After a two year struggle, the Broad Academy Superintendent resigned, leaving behind an $11.5 million dollar deficit. Within a week, the mayor, the President of the Montclair Teachers Association and the Board of School Estimate resolved the budget crisis with little loss to staff positions. And by the end of the year, we enjoyed a 48% opt out rate on the PARCC, a new pro-public education interim Superintendent and Board of Education. Education may be back in the hands of educators.
But in this town where national reform luminaries live, they have not swallowed defeat gracefully.
With substantial funding, they formed Montclair Kids First and hired Shavar Jeffries, who ran for mayor in Newark and lost on a pro-charter platform, as their lawyer. Jeffries went to work bringing ethics charges against a progressive town councilman, relying upon the Open Records Act to extract emails of key progressive board members, principals and the President of the teachers union and FOILed more than 1000 of Michelle Fine’s emails over two years.
Watch out, hide the kids. MCAS and CUNY are coming after Montclair Schools!
MKF (and the MSW laundered emails on their blog) came looking for the union(s); external funding; a national game-plan; a proxy relationship to Diane Ravitch. They found no money or funding, just parents and a community organizing to save public schools from the tentacles of reforms. These are the tired tactics education reformers use: They live in a world of opposition files created for their critics. They throw money to fund their reforms; they throw money to silence their opponents. But when they find nothing, they resort to tactics like this—their latest propaganda piece, a movie version of private emails.

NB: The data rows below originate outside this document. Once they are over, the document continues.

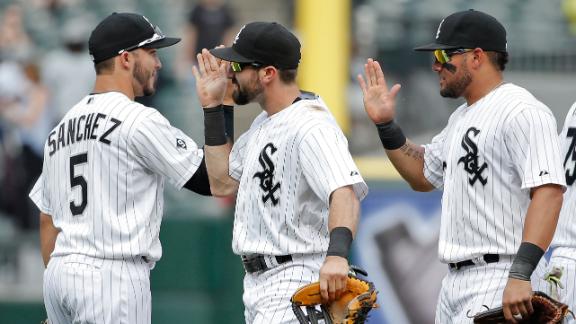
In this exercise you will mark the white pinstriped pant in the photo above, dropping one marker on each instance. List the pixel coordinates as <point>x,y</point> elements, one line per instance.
<point>465,291</point>
<point>267,295</point>
<point>565,257</point>
<point>79,289</point>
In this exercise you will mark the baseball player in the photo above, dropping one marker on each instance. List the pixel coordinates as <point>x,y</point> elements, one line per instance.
<point>101,189</point>
<point>563,258</point>
<point>497,162</point>
<point>298,189</point>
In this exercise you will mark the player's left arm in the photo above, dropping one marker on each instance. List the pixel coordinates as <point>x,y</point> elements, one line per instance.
<point>539,227</point>
<point>342,223</point>
<point>48,234</point>
<point>534,147</point>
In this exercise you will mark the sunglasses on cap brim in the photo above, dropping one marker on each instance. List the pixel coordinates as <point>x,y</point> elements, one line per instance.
<point>238,67</point>
<point>444,56</point>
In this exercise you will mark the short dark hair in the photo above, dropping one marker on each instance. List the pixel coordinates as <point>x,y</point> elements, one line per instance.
<point>104,66</point>
<point>288,76</point>
<point>498,59</point>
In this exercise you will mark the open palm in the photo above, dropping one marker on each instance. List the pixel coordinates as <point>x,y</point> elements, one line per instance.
<point>379,102</point>
<point>211,79</point>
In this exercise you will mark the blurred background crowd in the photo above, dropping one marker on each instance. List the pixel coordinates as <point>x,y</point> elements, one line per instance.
<point>45,69</point>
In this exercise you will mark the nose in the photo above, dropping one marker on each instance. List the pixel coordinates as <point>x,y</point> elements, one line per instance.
<point>158,63</point>
<point>229,72</point>
<point>436,66</point>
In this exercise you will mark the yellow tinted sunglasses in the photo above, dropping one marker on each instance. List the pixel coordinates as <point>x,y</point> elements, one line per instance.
<point>238,67</point>
<point>444,56</point>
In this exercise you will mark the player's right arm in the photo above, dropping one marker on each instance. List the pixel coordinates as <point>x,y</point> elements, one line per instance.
<point>380,105</point>
<point>211,84</point>
<point>48,234</point>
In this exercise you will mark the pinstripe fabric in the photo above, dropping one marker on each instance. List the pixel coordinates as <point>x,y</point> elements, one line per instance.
<point>310,160</point>
<point>267,295</point>
<point>565,235</point>
<point>565,258</point>
<point>102,182</point>
<point>465,292</point>
<point>287,164</point>
<point>125,179</point>
<point>564,242</point>
<point>86,290</point>
<point>513,137</point>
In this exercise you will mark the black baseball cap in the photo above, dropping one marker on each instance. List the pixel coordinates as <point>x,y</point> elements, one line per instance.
<point>265,43</point>
<point>125,31</point>
<point>469,29</point>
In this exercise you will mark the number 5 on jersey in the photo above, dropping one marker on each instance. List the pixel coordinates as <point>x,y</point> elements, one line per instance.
<point>78,181</point>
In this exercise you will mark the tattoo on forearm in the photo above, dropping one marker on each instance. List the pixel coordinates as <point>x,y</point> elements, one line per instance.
<point>414,152</point>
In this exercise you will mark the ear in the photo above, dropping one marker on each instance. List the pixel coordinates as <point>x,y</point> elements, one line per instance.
<point>267,74</point>
<point>478,57</point>
<point>125,60</point>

But propaganda can be a tricky thing. MSW posts are no more accurate now than they were before they had access to private emails, full of misattributions and ideas out of context. Expensive glossy MKF mailers bring on the tired reform narrative of failing schools only to be corrected by parents and school officials; and their recent propaganda film has popped up, like a jack in the box clown, above Michelle Fine’s many wonderful talks on race, justice, and privatization of education—an unintended counterpoint to their silly video. And if MCAS weren’t enough, they now claim CUNY is after Montclair Schools! Cue up the eerie music and dial up your paranoia. Enjoy the sounds and images of desperate reformers looking for your support.